4
votes

I am trying to create a Dataframe from RDD[cassandraRow].. But i can't because createDataframe(RDD[Row],schema: StructType) need RDD[Row] not RDD[cassandraRow].

  • How can I achieve this?

And also as per the answer in this question How to convert rdd object to dataframe in spark

( one of the answers ) suggestion for using toDF() on RDD[Row] to get Dataframe from the RDD, is not working for me. I tried using RDD[Row] in another example ( tried to use toDF() ).

  • it's also unknown for me that how can we call the method of Dataframe ( toDF() ) with instance of RDD ( RDD[Row] ) ?

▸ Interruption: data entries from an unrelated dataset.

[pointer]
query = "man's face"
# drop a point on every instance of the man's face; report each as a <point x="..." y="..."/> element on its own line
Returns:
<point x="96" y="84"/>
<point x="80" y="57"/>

I am using Scala. enter image description here

1
Did you try : import sqlContext.implicits._ rdd.toDF() ?doanduyhai
ya.. I did.. but still didn't get toDF() in inelligence ( available methods )..Parth Vishvajit
The import sqlContext.implicits._ is important to have access to all extra methods (like toDF())doanduyhai
i know it is.. i am updating that code in my question.. help me if you can.. Thanks..Parth Vishvajit
val sqlContext = new org.apache.spark.sql.SQLContext(sc); import sqlContext.implicits._doanduyhai

1 Answers

6
votes

If you really need this you can always map your data to Spark rows:

sqlContext.createDataFrame(
  rdd.map(r => org.apache.spark.sql.Row.fromSeq(r.columnValues)),
  schema
)

but if you want DataFrames it is better to import data directly:

val df = sqlContext
  .read
  .format("org.apache.spark.sql.cassandra")
  .options(Map( "table" -> table, "keyspace" -> keyspace))
  .load()